Funds approved for upgrading of Clarendon health facilities
T he Government has earmarked millions of dollars for the upgrading of health facilities in the parish of Clarendon.
Health and Wellness Minister Dr Christopher Tufton said that some $240 million has been approved for work at May Pen Hospital; $132 million for the May Pen West Health Centre; and another $20 million for the Mocho clinic.
He said that these projects are in addition to the $200-million worth of work now underway at Chapelton Community Hospital through donor funds and Government input, which will add some 30 hospital beds to the parish.
The upgrading works, Dr Tufton explained, form “part of the continuum between primary and secondary health care” and will better enable the parish’s health system to respond to the needs of residents.
Dr Tufton was speaking at the recent handing over of a C-Arm machine, valued at $10 million, by the Government of Japan to May Pen Hospital.
Turning to other matters, he said that the health and wellness ministry is close to concluding arrangements with the local government and community development ministry to find alternative living spaces for social patients being accommodated at hospitals.
He noted that more than 200 hospital beds are occupied by these social cases, contributing to a shortage of bed space in the public health system.

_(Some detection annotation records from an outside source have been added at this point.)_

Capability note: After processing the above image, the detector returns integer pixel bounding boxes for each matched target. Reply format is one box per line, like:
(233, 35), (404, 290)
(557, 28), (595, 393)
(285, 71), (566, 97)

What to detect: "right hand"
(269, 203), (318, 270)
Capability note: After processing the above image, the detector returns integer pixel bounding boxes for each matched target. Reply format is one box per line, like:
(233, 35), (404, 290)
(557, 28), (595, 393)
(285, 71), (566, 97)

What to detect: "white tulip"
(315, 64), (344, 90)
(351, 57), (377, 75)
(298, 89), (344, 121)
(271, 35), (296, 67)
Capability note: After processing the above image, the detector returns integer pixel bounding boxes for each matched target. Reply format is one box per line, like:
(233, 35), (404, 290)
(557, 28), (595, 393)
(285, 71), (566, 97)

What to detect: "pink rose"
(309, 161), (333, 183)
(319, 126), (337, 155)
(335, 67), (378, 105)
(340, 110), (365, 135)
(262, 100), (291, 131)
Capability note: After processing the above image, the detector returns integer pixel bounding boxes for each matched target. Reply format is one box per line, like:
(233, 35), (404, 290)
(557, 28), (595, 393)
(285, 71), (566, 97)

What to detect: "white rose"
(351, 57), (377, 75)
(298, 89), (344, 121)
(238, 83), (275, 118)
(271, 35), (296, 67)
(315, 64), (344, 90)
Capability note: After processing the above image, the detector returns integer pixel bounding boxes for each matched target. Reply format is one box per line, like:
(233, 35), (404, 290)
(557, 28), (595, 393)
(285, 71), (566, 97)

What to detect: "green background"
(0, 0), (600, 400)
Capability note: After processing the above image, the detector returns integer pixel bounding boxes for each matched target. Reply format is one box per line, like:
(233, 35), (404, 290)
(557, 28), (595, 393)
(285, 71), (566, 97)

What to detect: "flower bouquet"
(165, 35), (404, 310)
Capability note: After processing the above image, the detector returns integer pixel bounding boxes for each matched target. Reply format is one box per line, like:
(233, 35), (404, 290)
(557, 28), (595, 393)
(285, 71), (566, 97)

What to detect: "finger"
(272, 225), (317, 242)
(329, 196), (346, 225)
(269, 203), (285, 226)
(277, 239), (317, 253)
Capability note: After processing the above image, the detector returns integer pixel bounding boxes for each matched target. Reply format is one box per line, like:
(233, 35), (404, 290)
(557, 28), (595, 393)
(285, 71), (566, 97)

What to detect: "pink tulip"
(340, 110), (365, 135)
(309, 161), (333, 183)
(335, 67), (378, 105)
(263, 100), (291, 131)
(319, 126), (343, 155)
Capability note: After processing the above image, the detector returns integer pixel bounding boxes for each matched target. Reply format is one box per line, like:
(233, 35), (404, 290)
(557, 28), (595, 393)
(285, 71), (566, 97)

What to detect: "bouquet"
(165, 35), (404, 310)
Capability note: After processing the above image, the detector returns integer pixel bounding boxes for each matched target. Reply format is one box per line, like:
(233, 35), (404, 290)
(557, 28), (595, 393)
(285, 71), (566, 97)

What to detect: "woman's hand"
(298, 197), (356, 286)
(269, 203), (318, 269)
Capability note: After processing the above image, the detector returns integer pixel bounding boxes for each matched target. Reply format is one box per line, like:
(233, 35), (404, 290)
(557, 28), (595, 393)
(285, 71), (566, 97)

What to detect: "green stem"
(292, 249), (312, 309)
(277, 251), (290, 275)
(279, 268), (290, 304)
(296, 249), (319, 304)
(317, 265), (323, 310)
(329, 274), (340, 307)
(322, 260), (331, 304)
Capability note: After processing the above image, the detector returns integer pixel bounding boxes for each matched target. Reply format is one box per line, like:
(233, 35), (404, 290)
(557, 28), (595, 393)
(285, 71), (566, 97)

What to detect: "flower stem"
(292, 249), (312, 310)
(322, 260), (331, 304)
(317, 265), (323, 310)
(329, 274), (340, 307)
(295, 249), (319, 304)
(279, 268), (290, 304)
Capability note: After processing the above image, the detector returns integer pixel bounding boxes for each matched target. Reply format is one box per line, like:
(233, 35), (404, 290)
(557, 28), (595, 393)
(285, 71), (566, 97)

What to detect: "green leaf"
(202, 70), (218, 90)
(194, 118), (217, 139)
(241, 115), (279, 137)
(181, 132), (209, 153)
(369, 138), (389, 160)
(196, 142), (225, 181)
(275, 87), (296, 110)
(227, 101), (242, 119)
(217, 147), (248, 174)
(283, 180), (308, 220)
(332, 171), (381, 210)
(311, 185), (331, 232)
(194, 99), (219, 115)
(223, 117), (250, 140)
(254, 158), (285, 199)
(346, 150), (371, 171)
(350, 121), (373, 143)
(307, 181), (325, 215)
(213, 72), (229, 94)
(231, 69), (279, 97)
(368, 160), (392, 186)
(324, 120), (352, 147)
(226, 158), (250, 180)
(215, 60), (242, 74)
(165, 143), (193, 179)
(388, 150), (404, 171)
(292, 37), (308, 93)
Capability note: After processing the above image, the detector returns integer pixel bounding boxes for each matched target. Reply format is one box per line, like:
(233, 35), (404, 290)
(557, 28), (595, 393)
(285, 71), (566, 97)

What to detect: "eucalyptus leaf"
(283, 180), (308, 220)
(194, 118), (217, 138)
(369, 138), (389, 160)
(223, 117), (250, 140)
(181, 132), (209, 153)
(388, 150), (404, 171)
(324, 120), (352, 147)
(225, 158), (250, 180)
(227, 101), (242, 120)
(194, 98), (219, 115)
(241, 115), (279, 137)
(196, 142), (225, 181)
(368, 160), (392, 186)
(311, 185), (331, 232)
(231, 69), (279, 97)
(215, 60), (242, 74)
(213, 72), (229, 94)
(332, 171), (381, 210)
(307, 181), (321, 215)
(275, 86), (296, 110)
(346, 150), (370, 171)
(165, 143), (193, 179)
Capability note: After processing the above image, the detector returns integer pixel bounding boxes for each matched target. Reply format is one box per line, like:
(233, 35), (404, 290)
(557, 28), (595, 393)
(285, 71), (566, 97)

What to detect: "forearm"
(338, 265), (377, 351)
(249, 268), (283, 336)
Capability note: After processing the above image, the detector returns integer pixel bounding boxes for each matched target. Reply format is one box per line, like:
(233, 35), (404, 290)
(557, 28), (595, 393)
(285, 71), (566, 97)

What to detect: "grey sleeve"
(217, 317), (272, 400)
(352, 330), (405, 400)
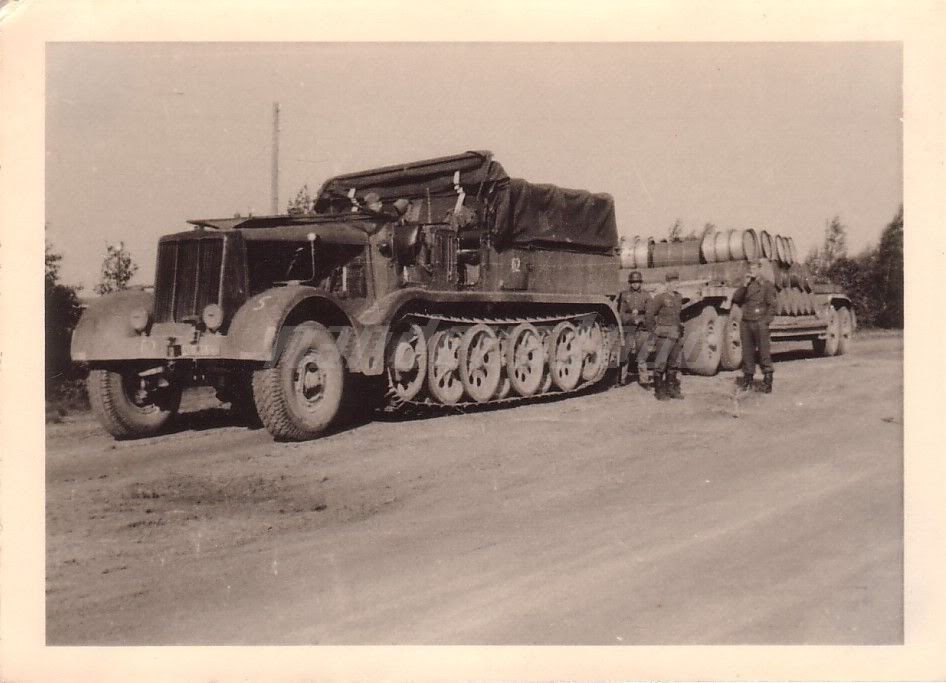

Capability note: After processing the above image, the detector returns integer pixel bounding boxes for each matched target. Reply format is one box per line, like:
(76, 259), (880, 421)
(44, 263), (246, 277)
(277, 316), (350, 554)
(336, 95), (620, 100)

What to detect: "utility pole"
(270, 102), (279, 215)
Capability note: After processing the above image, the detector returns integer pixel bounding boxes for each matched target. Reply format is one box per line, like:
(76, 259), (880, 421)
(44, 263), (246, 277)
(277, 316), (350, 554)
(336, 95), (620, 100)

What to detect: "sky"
(46, 43), (903, 293)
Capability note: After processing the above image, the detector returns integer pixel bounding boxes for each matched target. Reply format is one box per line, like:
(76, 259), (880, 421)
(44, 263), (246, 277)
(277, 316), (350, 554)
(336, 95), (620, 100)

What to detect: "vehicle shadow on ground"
(164, 348), (832, 438)
(162, 406), (263, 434)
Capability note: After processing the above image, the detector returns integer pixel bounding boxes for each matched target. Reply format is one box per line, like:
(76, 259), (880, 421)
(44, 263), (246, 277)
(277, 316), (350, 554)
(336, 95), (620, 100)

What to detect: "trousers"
(739, 320), (775, 375)
(651, 334), (683, 372)
(624, 325), (650, 365)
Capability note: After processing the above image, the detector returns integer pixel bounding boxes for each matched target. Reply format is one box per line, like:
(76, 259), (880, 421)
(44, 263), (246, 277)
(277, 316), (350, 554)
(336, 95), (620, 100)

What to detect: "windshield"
(246, 240), (366, 297)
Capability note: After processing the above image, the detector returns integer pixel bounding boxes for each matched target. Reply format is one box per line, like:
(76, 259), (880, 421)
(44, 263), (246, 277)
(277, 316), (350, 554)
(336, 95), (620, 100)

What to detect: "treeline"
(667, 205), (903, 328)
(46, 241), (138, 417)
(805, 205), (903, 328)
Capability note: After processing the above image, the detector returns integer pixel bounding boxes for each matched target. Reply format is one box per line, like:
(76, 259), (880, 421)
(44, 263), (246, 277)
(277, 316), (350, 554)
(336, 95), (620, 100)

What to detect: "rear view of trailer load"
(619, 229), (857, 375)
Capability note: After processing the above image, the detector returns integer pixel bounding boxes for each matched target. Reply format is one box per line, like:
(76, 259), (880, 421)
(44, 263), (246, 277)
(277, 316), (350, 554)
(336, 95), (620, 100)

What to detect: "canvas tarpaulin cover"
(490, 178), (618, 252)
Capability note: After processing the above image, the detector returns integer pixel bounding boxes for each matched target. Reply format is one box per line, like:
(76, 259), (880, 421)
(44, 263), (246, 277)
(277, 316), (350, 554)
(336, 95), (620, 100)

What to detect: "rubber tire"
(811, 306), (840, 356)
(548, 322), (584, 392)
(253, 321), (347, 441)
(86, 370), (181, 439)
(458, 323), (505, 403)
(683, 306), (722, 377)
(719, 304), (742, 370)
(505, 323), (547, 398)
(837, 307), (854, 356)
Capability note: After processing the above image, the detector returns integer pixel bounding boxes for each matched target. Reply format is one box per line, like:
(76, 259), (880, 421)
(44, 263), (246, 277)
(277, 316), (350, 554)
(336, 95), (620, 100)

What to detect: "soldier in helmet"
(645, 271), (683, 401)
(732, 261), (776, 394)
(618, 270), (651, 384)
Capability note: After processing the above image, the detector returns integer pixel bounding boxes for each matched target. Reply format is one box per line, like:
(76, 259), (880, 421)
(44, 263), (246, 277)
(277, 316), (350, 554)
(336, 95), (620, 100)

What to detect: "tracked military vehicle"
(72, 152), (621, 440)
(619, 229), (857, 375)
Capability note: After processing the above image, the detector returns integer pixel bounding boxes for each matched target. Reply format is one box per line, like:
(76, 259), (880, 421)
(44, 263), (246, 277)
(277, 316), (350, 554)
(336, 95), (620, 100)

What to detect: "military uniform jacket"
(646, 292), (683, 338)
(618, 289), (651, 327)
(732, 277), (776, 323)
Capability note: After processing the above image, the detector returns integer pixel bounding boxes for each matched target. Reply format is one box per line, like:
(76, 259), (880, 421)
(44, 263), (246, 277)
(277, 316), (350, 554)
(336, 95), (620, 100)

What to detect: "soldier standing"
(618, 270), (651, 384)
(645, 272), (683, 401)
(732, 261), (776, 394)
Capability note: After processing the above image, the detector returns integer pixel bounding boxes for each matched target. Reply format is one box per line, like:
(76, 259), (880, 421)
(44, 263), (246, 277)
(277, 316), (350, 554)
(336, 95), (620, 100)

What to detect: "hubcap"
(293, 351), (325, 409)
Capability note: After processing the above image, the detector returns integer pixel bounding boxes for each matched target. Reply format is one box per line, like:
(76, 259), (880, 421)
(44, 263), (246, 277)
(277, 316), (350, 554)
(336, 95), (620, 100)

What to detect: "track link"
(381, 311), (617, 415)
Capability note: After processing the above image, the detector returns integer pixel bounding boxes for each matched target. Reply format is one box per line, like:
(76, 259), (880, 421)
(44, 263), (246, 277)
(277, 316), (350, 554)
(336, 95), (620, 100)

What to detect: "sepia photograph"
(0, 0), (946, 683)
(45, 43), (904, 645)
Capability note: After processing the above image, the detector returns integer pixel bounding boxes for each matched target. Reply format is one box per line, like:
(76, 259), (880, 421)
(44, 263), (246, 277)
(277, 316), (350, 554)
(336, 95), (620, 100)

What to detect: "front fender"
(70, 289), (154, 361)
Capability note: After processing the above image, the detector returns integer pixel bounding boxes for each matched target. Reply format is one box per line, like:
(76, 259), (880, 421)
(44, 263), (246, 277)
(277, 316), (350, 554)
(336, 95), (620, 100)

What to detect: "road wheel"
(86, 370), (181, 439)
(838, 308), (854, 356)
(812, 304), (841, 356)
(506, 323), (545, 396)
(459, 323), (503, 403)
(719, 304), (742, 370)
(427, 328), (463, 405)
(549, 322), (583, 391)
(387, 324), (427, 401)
(683, 306), (723, 376)
(253, 322), (346, 441)
(578, 317), (608, 382)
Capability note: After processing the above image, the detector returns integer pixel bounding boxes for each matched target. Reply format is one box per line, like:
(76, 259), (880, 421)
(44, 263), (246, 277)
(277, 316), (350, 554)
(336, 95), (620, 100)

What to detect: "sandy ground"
(46, 336), (903, 645)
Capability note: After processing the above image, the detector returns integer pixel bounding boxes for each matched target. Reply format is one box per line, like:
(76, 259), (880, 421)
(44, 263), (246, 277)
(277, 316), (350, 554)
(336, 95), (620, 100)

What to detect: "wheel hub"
(294, 354), (325, 406)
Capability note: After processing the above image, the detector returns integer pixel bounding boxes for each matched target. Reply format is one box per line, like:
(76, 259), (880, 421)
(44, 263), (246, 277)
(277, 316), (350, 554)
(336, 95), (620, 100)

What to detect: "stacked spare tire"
(619, 228), (855, 375)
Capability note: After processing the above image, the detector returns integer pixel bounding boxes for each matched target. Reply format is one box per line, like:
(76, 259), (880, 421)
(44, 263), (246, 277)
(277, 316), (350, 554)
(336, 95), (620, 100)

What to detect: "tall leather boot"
(667, 370), (683, 398)
(637, 363), (651, 387)
(654, 372), (670, 401)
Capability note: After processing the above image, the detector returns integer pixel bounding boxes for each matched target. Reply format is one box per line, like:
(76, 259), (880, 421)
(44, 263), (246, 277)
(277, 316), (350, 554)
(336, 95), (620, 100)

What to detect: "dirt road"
(46, 336), (903, 645)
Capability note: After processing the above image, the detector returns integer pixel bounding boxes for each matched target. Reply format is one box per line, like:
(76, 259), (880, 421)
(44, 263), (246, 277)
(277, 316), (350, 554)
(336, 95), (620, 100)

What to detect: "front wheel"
(86, 370), (181, 439)
(253, 322), (345, 441)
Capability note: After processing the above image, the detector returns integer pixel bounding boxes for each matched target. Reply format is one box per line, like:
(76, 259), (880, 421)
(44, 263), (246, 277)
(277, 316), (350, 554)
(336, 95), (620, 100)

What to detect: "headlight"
(128, 308), (151, 332)
(200, 304), (223, 332)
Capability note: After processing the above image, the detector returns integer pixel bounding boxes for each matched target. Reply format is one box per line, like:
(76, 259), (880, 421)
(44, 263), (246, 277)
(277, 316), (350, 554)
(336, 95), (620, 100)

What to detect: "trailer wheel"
(812, 304), (841, 356)
(837, 307), (854, 356)
(683, 306), (722, 376)
(86, 370), (181, 439)
(253, 322), (345, 441)
(719, 304), (742, 370)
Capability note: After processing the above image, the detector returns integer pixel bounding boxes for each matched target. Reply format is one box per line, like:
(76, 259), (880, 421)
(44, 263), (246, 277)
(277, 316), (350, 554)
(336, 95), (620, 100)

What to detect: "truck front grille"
(154, 237), (223, 323)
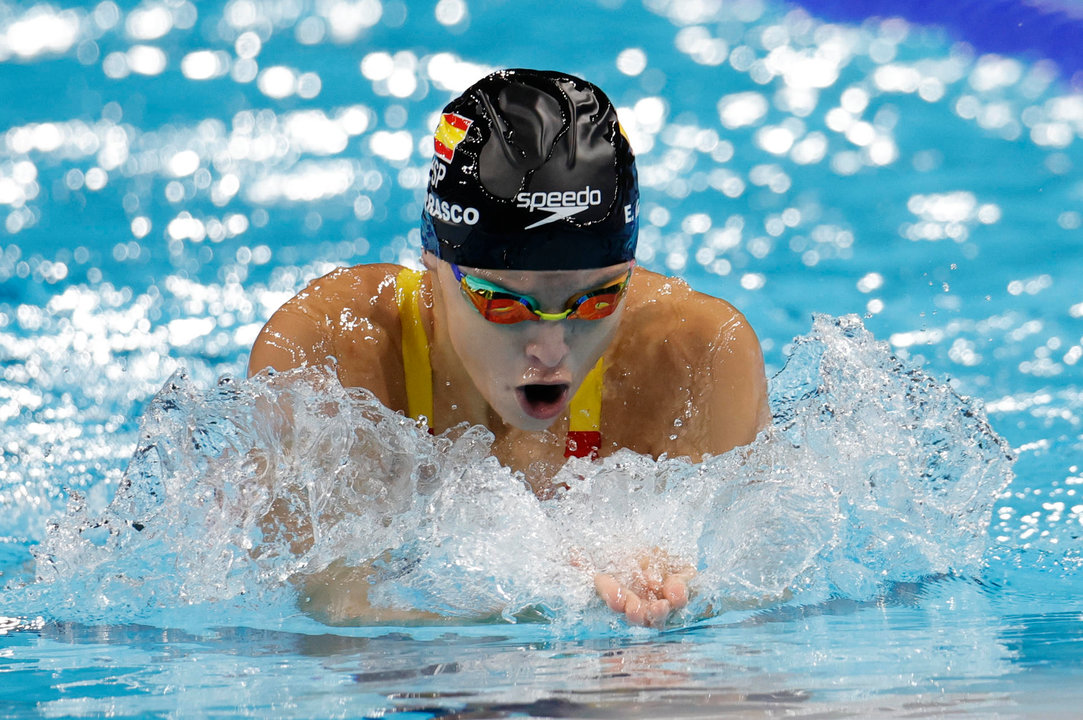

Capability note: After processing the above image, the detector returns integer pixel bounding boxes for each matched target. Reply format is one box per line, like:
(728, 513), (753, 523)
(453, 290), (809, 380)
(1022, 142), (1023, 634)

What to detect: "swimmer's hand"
(595, 548), (695, 628)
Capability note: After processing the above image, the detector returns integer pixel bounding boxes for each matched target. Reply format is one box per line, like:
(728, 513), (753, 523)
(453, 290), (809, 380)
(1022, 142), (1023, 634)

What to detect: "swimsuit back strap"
(395, 267), (432, 427)
(564, 358), (605, 459)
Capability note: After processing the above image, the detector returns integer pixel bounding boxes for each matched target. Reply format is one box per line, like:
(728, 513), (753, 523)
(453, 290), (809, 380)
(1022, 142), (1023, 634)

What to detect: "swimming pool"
(0, 0), (1083, 718)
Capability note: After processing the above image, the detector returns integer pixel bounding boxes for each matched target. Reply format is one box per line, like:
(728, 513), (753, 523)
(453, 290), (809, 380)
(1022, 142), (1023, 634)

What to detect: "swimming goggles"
(451, 263), (631, 325)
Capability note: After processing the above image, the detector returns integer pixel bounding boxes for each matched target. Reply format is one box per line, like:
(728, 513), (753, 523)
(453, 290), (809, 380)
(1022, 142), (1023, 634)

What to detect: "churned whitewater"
(4, 316), (1013, 629)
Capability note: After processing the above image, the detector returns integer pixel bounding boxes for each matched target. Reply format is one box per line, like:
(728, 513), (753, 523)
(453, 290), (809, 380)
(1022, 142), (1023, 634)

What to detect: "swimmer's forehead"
(459, 262), (631, 293)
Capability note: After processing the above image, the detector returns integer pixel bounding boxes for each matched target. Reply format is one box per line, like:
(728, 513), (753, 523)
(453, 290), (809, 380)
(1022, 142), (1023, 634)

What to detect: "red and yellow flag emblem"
(434, 113), (473, 162)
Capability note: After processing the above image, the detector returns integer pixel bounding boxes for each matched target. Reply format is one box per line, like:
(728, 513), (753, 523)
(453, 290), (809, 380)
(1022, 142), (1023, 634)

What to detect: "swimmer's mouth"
(516, 382), (570, 420)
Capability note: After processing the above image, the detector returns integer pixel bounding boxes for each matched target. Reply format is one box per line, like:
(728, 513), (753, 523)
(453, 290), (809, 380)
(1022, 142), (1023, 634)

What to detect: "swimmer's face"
(425, 253), (630, 431)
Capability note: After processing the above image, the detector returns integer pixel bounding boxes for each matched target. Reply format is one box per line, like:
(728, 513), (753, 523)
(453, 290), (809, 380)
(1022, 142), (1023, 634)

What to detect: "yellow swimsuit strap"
(395, 267), (432, 427)
(395, 267), (605, 458)
(564, 357), (605, 458)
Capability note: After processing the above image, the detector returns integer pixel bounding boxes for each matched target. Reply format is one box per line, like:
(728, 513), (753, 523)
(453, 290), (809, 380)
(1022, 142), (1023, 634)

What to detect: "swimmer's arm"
(248, 303), (331, 377)
(674, 310), (771, 459)
(295, 561), (447, 626)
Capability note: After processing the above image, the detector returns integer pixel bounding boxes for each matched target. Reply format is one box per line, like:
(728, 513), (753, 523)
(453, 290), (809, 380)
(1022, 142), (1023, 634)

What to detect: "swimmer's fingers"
(595, 574), (674, 628)
(595, 573), (634, 613)
(640, 600), (673, 628)
(662, 570), (695, 610)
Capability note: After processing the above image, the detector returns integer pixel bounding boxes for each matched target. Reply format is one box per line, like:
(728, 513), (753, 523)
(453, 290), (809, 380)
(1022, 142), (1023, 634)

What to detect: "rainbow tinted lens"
(452, 264), (631, 325)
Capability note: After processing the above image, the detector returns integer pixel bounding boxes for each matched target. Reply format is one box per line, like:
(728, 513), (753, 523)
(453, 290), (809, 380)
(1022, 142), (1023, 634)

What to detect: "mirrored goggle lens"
(570, 283), (625, 320)
(467, 288), (537, 325)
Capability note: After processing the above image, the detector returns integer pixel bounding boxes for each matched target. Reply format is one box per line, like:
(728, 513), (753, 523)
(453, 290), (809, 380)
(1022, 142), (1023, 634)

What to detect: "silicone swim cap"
(421, 69), (639, 270)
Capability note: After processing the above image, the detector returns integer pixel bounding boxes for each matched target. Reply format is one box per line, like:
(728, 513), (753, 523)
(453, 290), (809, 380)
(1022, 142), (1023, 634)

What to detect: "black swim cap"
(421, 69), (639, 270)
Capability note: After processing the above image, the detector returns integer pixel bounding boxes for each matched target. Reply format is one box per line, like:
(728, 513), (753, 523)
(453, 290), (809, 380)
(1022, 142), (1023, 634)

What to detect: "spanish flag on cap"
(434, 113), (473, 162)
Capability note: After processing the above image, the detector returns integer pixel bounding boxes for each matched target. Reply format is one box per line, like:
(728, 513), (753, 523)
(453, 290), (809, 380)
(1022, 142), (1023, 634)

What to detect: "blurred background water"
(0, 0), (1083, 715)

“For every one social case living in the hospital, we deprive 49 other patients access to a bed over a one-year period for five days or less. The 200 social cases across Jamaica also deprive nearly 10,000 persons from having a bed in the hospital. That is significant when you have someone who occupies a bed and has become a guest of a public health institution; it was not intended for that,” Dr Tufton said.
Meanwhile, the minister said the Government is working to reduce wait time for critical services under a new partnership arrangement, which will see patients being sent to private facilities for certain laboratory and diagnostic tests and surgeries, at no cost to them.